Supply and Demand in Real World Example

Subject: Marketing
Pages: 3
Words: 840
Reading time:
4 min

COVID-19 pandemic negatively impacted most of the companies globally. In early 2020, steel mills experienced a reduction in demand for still products, and due to the economic recession and depression, the demand for steel decreased (Lambert, 2021). Most companies that rely on steel for production and manufacturing reduced their demand for steel because the global economy was facing a great recession. The determinants of demand portrayed by this market situation are; expectations about the future; the global community had a low expectation about the future because of the increased cases of COVID-19. The future of the companies that rely on steel for production was unpredictable, and therefore the companies made a move to reduce their demand for steel (Lambert, 2021). The companies tried to prevent losses that may be generated from purchasing more raw materials, which will produce products that will not be sold because of the contracted economy.

The second determinant of demand is the size of the market; the onset of COVID-19 has led to the contraction of markets all over the world. Many companies that rely on steel have experienced low demand hence reducing their market sizes to avoid more expenditures that may lead to losses (Lambert, 2021). The two factors affected the demand for steel; the mills reduced steel production, which lowered the prices of steel during that time. During this time, the changes in demand and supply led to the changes in the prices of steel in the market. Steel mills decreased their supply of steel in the markets to respond to the reduced market demand for steel (Lambert, 2021). This lowered the prices of steel during that period. The changes in prices follow Graph B, as shown below in graph 1.0.

 Low demand leads to reduced supply hence low prices of steel
Graph 1.0: Low demand leads to reduced supply hence low prices of steel

However, the reduction in demand for steel did not last long; many companies that manufacture products that rely on steel began to demand more steel as many consumers of steel products adapt to the current living conditions (Lambert, 2021). As consumers spend most of their time at home because of the lockdown, the demand for products such as refrigerators and grills increase. The increased demand forced the companies that manufacture refrigerators, grills, and other steel products to demand more steel from the steel rolling mills.

The rebound for the steel forced the steel mills to increase the prices for the steel by 200 percent because of the abrupt increase in demand for the steel products. Other sectors like construction industries and projects also increased the demand for steel hence gearing the steel mills to double the prices for steel (Lambert, 2021). The supply curve shifts inwards because steel mills are ready to supply fewer products at higher prices because of the sudden change in the demand for steel.

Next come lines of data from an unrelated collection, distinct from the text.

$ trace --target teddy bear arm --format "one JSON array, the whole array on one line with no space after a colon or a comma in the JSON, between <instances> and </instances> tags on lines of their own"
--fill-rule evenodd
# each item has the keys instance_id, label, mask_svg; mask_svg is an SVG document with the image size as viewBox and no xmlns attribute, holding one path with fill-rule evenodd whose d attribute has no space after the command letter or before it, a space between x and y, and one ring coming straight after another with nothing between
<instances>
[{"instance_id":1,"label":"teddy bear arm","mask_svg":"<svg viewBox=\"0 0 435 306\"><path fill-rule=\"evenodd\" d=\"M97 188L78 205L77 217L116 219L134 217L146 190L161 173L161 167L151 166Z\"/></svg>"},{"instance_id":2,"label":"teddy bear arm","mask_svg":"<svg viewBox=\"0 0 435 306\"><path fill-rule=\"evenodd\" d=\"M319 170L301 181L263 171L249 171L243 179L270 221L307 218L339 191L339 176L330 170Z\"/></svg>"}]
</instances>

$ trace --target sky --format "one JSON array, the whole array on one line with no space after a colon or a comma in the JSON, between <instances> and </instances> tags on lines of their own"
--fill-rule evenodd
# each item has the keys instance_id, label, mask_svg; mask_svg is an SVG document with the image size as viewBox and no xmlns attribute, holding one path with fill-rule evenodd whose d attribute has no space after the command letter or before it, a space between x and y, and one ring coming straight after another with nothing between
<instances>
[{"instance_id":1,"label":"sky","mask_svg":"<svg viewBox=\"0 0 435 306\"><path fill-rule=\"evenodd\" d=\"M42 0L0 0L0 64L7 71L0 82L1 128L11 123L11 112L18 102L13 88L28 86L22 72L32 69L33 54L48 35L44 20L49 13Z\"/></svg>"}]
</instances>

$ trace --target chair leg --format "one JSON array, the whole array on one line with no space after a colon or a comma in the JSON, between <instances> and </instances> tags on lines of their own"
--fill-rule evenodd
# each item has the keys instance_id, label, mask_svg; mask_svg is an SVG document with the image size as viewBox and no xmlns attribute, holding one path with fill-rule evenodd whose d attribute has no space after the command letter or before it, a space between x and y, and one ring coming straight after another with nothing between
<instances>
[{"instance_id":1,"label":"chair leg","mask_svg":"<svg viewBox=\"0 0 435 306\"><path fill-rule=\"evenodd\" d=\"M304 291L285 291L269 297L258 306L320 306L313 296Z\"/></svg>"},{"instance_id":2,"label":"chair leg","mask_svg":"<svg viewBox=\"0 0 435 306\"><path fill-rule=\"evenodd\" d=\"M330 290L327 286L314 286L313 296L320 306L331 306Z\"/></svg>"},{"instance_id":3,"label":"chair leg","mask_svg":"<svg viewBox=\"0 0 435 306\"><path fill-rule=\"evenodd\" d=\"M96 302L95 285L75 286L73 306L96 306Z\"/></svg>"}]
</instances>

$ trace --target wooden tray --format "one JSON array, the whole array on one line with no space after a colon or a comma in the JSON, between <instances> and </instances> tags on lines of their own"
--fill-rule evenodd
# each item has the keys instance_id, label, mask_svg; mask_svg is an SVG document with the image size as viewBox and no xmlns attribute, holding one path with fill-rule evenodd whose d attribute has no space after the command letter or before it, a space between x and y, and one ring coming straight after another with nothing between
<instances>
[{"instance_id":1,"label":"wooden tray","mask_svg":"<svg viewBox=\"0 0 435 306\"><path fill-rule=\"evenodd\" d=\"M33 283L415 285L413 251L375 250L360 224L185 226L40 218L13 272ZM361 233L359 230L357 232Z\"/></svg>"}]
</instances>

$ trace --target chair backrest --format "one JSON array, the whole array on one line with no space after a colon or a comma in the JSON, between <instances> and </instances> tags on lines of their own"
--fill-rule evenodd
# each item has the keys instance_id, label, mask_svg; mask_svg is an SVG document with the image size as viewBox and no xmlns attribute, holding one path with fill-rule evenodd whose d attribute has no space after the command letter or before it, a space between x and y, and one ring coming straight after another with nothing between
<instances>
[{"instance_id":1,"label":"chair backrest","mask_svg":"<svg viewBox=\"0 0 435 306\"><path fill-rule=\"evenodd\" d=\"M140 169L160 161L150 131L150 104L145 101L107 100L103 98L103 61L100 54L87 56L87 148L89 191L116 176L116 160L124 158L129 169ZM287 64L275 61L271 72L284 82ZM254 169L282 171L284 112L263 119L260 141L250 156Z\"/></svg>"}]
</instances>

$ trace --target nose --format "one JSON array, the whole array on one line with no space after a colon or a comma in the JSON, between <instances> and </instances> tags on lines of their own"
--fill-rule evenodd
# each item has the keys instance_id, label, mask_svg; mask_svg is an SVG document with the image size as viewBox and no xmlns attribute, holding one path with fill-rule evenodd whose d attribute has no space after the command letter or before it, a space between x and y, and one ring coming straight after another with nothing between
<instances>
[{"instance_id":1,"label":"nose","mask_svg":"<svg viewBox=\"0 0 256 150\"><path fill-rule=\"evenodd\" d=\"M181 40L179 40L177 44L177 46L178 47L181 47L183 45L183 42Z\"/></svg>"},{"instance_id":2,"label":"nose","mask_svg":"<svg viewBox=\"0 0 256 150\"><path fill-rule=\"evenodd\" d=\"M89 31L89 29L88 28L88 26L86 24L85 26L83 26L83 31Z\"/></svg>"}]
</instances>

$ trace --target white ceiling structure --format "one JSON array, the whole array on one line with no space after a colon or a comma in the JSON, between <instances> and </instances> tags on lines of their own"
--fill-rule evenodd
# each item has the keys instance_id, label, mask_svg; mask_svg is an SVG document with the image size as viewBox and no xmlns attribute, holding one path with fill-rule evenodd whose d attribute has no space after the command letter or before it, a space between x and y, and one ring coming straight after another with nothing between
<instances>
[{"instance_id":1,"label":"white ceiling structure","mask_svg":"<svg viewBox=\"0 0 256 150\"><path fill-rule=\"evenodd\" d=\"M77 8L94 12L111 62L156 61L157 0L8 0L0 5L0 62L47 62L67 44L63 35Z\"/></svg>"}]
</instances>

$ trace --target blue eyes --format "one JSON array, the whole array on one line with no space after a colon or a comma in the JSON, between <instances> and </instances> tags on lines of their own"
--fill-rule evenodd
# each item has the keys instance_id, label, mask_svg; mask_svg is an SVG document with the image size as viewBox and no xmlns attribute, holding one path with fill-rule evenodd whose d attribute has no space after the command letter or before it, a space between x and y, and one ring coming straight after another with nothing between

The pattern of changes follows Graph D as shown below in graph 2.0.

High demand for steel leads to high prices in the market
Graph 2.0: High demand for steel leads to high prices in the market.

Currently, there has been an increase in prices for oil and gas. The rise in prices is generated from the determinants of demand, such as the size of the market (Boysen et al., 2019). After long-term COVID restrictions globally, many nations, including the United States of America, have had the need to open up the economy so that businesses can rise again (Marcos, 2021). Many governmental activities depend on taxes that are generated from business products and other day-to-day activities. After loosening the regulations, many people decided to expand on their activities as lockdown reduced many businesses’ profits. Movements were allowed, and the demand for crude oil and its products shot up than expected (Marcos, 2021). The rise in demand was so high, thereby leading to an increase in prices of crude oil as well as its complementary goods in the market.

Another factor that led to increase prices of oil products is the government limitation placed on exports. The regulations have impacted the supply and demand for oil and oil products globally (Marcos, 2021). This regulation led to an increase in the cost of production, thereby leading to the rise in the prices of oil and its products in the market. The refinery maintenance with respect to summer has led to an increase in the prices of oil and its products. Many oil refineries companies in the market undergo maintenance, thereby reducing the supply of oil and oil products in the market. The production cost and the cost of transportation of oil products is increased (Marcos, 2021). The oil refinery companies increase the cost of the oil and its products to cater to the high production costs in the market (Marcos, 2021). The consumers are willing to pay high prices for the quantity of oil being supplied in the market, thereby depicting graph A of demand and supply. Graph 3.0 below shows the demand and supply of oil and oil products leading to increased prices of the products.

Changes in demand and supply of oil products leading to increased prices
Graph 3.0: changes in demand and supply of oil products leading to increased prices.

References

Boysen, N., Briskorn, D., & Schwerdfeger, S. (2019). Matching supply and demand in a sharing economy: Classification, computational complexity, and application. European Journal of Operational Research, 278(2), 578-595.

Lambert, L. (2021). Steel prices are up 200%. When will the bubble pop? Fortune.

Marcos, C. (2021). Gas prices are expected to keep climbing through August. The New York Times.